Megalithic tomb - wedge tomb, Iskancullin, Co. Clare
Co. Clare |
Megalithic Tombs
On a south-facing slope in Iskancullin, County Clare, a wedge tomb sits among rough pasture and exposed limestone pavement, its chamber open to the sky and its original capstone broken into fragments that now lie scattered around and inside the structure.

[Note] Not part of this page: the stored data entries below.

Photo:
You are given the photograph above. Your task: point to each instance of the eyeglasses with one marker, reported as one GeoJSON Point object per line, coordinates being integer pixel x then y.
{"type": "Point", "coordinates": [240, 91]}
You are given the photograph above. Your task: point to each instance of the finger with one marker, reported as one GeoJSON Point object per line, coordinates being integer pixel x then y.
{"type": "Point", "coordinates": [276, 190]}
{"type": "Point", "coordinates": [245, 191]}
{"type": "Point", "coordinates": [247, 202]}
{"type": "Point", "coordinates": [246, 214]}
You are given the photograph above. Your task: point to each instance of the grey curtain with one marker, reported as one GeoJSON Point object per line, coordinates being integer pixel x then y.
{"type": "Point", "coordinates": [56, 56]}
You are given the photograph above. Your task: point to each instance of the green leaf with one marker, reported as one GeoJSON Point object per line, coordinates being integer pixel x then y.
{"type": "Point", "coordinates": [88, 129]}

Wedge tombs are a type of megalithic burial monument, typically dating to the late Neolithic or early Bronze Age, characterised by a chamber that is wider and taller at the western end and tapers toward the east. This one follows that pattern precisely: roughly 2.6 metres long, 1.4 metres wide at the west and narrowing to 1.2 metres at the east, with the height dropping from 1.2 metres to 0.75 metres along its length. What makes it quietly arresting is the completeness of its skeletal remains. The two long sidestones, each a single limestone slab with hammer-dressed upper edges, still stand in position. A broken slab near the western end of the northern sidestone may once have served as a sill or doorstone. A little further to the northeast, a small upright slab hints at either a continuation of the chamber or a separate end-chamber, though its exact purpose remains uncertain.
The tomb was documented in detail by Ruaidhrí de Valera and Seán Ó Nualláin in their 1961 Survey of the Megalithic Tombs of Ireland, the first volume of which covered County Clare. Their account describes not just the inner chamber but an elaborate system of outer walling surrounding it on all sides. On the northern side alone, eight near-contiguous limestone slabs, set between half a metre and one metre outside the chamber wall, stretched across roughly 7.5 metres. On the southern side, a gap of about three metres separated the eastern and western sections of the outer walling, with a flat-lying slab in between. The antiquarian Thomas Johnson Westropp had visited the site in 1901, and by comparing his observations with the later survey, it became clear that at least one of the southern walling stones had fallen in the intervening decades. A further inspection in May 1997 found the monument otherwise unchanged. The tomb sits within a large multiperiod field system, and roughly 76 metres to the northwest lies a cashel, a type of stone-walled enclosure associated with early medieval settlement, suggesting the area was in active use across several distinct periods.